Mau tak mau pria baya itu pun menurut karna memang benar yang di katakan putranya tadi jika ada Sang istri yang pasti butuh pelukannya untuk obat penenang.
Mereka pun pulang dengan hanya menyisakan Ayah Keanu dan Rain saja di rumah sakit yang ruang inapnya bak hotel bintang lima karna ada satu lantai khusus memang hanya untuk keluarga saja termasuk ruang untuk melahirkan, jadi semua tak terganganggu dan di ganggu oleh pasien umum lainnya.
"Ini kecelakaan tunggal, apa Aa sedang ada masalah?" tanya Rain yang belum tahu perihal ajakan menikah Fajar pada Shena.
"Sedikit, tapi Abang gak tahu kalau ini semua malah membuatnya tak fokus dalam berkendara pagi ini saat berangkat ke kantor," jawab Ayah Keanunyang merasa sangat menyesal.
"Apa ada hubungannya dengan gadis itu? kenapa tak langsung di nikahi sih?" tanya Rain lagi.

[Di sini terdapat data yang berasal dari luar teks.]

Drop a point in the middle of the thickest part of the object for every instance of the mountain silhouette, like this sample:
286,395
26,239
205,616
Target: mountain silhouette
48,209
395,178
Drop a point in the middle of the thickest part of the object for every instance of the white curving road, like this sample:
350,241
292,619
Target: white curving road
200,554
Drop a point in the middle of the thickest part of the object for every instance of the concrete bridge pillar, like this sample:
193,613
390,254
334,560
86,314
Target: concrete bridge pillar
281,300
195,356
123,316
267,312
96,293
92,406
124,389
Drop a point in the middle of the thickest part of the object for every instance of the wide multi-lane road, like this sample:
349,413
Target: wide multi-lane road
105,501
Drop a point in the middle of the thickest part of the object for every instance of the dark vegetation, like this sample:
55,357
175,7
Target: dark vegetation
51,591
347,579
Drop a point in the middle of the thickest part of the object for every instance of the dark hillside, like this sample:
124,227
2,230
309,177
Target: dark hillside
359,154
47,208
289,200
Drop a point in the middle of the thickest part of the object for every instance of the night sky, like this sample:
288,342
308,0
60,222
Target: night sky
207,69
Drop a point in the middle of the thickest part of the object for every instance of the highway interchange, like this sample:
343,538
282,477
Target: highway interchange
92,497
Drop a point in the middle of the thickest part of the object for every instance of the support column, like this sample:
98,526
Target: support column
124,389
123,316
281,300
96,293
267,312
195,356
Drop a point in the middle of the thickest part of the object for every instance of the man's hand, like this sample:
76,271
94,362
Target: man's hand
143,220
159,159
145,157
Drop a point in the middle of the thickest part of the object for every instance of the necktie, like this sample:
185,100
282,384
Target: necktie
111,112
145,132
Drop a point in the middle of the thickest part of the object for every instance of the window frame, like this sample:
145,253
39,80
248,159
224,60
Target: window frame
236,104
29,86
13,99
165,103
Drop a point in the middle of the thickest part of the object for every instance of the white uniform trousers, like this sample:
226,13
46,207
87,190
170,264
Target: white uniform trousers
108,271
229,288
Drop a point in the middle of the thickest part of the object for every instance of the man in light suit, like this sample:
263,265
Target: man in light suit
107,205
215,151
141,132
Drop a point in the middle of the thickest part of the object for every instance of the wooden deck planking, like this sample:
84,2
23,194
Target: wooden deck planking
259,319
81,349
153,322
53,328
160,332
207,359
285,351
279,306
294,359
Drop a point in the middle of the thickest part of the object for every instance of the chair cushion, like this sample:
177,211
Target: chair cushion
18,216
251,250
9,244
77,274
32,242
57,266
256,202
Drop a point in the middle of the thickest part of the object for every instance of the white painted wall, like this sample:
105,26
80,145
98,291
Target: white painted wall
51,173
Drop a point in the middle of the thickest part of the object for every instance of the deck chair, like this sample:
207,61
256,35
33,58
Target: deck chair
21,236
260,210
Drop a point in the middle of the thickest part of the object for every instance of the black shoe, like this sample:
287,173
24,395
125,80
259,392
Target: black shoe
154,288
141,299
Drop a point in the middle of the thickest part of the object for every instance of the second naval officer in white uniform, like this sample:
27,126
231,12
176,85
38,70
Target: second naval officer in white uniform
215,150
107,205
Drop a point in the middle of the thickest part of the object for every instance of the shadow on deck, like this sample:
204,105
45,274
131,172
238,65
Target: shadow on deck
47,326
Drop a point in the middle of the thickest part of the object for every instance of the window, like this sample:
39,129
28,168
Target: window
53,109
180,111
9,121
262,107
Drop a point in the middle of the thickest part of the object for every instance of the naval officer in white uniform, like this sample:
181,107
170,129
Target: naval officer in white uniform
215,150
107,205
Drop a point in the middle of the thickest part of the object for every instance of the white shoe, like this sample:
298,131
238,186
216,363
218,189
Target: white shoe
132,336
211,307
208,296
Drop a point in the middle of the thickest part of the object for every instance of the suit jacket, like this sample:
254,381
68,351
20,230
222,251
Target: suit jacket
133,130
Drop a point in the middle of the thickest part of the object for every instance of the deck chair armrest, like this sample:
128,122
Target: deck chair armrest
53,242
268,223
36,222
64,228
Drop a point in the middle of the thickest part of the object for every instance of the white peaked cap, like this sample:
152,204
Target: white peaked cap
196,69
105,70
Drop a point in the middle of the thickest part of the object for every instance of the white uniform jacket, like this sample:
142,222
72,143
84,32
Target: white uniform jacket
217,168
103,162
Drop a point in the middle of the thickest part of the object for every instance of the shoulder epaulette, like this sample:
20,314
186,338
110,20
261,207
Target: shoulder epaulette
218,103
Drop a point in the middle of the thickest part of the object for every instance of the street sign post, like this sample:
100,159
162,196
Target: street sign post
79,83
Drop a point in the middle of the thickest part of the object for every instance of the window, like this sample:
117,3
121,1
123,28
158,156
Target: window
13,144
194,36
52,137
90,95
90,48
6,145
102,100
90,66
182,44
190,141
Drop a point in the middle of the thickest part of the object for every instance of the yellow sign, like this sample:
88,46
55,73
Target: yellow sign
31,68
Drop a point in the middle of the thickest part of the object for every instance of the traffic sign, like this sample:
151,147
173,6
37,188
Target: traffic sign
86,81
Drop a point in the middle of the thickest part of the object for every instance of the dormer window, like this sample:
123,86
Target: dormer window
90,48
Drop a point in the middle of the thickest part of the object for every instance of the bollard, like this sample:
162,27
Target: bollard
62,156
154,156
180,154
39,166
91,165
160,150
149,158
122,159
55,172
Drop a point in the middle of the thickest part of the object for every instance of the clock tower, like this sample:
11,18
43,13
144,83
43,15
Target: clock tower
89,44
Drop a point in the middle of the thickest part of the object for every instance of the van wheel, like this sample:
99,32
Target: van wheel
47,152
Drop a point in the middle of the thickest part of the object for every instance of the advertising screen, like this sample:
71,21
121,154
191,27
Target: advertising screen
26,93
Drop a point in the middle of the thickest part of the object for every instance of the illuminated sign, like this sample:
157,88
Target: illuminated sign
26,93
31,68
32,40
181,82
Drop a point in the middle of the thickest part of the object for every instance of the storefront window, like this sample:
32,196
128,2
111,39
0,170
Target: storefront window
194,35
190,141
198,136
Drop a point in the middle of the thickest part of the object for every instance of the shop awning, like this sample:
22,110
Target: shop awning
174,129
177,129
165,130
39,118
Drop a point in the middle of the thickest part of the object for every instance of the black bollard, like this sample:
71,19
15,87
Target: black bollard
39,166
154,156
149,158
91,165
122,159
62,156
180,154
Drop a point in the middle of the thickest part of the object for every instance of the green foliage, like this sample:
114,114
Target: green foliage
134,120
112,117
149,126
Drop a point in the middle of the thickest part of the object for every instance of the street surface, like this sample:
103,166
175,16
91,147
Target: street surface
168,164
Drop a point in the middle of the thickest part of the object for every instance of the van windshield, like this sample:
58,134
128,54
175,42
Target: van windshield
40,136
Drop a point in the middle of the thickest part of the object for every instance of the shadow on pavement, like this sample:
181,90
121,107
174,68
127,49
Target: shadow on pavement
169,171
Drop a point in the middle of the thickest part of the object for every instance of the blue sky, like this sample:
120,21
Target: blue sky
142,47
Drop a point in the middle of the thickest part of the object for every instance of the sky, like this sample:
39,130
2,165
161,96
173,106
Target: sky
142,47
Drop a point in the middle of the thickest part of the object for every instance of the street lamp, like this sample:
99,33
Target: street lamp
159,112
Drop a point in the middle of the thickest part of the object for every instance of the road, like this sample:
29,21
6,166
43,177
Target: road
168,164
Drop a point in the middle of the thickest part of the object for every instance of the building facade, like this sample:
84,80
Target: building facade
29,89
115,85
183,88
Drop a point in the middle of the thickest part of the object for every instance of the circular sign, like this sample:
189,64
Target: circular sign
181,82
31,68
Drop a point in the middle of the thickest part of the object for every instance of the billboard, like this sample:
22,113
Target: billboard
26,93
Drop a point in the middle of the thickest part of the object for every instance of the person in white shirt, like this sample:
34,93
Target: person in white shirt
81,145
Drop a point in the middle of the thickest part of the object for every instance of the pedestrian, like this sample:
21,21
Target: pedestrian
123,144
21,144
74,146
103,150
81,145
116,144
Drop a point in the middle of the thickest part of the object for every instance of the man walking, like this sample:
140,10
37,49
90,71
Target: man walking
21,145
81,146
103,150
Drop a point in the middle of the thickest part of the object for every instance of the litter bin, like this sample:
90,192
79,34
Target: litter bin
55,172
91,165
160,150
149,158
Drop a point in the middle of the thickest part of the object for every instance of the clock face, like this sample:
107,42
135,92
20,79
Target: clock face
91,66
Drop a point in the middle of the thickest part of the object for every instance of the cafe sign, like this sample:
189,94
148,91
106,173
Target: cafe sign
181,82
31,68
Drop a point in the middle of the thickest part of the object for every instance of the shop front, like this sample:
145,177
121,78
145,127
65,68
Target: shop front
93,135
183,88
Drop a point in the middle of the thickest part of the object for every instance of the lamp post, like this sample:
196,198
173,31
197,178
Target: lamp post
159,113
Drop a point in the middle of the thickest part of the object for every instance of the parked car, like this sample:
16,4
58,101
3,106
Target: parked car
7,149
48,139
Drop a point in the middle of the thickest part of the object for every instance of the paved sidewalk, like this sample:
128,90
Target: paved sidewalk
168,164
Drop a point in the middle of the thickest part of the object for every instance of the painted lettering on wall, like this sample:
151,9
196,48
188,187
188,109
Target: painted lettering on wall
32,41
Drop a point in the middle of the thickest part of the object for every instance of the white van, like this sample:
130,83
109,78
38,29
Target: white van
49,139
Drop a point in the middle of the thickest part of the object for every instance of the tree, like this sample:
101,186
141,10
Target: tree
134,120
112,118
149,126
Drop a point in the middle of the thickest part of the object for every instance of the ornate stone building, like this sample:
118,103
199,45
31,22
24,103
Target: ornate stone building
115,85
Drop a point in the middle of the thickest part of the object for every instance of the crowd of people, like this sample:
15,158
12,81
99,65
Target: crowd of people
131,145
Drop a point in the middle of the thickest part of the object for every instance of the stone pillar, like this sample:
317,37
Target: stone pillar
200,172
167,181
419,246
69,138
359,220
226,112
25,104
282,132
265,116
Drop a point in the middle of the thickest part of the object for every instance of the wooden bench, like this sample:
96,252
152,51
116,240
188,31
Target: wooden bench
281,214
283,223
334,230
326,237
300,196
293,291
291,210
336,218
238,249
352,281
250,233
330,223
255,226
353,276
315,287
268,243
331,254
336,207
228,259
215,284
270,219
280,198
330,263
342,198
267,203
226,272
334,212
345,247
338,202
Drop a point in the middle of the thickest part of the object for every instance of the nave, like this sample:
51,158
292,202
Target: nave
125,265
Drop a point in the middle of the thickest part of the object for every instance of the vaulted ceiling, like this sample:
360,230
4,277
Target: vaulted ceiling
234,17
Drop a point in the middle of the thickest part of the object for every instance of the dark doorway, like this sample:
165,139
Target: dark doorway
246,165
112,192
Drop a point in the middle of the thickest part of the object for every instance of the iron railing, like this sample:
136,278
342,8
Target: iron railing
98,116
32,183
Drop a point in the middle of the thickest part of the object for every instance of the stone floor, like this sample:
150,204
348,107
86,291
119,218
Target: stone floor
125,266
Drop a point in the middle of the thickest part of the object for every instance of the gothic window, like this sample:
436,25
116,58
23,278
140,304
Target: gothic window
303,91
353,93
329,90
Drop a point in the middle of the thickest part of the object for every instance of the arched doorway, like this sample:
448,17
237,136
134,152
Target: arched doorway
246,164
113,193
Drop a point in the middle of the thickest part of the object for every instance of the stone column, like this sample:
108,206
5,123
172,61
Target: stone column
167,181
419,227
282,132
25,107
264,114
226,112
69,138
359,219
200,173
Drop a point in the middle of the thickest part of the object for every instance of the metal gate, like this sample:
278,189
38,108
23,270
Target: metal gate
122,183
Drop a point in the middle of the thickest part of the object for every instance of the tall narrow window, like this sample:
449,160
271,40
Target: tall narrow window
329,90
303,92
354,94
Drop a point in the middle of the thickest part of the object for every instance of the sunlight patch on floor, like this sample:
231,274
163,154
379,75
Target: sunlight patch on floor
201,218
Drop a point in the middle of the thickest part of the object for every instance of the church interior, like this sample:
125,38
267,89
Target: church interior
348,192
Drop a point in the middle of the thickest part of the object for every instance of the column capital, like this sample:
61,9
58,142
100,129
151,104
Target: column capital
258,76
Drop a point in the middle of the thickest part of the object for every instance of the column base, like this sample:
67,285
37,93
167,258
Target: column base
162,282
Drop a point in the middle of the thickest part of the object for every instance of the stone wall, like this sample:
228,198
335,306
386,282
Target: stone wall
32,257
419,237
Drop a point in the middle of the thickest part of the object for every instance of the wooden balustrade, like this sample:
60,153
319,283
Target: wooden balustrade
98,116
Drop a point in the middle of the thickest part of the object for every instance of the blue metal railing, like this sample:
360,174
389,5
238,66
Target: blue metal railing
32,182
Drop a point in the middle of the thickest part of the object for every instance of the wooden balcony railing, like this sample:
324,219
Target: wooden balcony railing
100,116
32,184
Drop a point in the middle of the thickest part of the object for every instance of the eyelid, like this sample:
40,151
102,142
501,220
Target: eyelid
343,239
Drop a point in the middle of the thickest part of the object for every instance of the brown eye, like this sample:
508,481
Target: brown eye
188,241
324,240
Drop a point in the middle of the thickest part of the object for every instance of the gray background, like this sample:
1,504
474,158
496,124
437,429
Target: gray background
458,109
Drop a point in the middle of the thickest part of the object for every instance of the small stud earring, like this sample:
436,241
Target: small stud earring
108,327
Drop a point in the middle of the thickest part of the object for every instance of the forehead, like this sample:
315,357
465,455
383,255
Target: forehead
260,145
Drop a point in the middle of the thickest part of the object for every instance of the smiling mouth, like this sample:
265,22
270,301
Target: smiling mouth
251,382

"Aa belum menemui ayahnya Shena, gadis itu justru takut saat Aa mengajaknya menikah beberapa hari lalu karna memang Shena punya traumanya tersendiri tentang pernikahan."
"Ya sudah, kalau sudah sadar cepat nikahkan mereka. Tak ada yang perlu di tunggu lagi, tinggal yakinkan gadis itu jika semuanya akan baik baik saja," saran bapaknya Miong yang hanya di jawab anggukan kepala oleh kakak iparnya itu.
Tapi, semua tentu tak semudah membalikkan telapak tangan, proses yang di jalani Fajar dan Shena memang begitu panjang meski tak berliku karna yang sedang mereka hadapi adalah sebuah rasa sabar untuk saling ada dalam setiap keadaan dan kondisi, dan mungkin kali ini semua sedang di balikkan dimana justru Shena yang akan di uji untuk bisa melakukan apa yang pernah Fajar lakukan padanya.
.
.
.
Akankah kejadian ini membuat perlahan trauma Shena terkikis?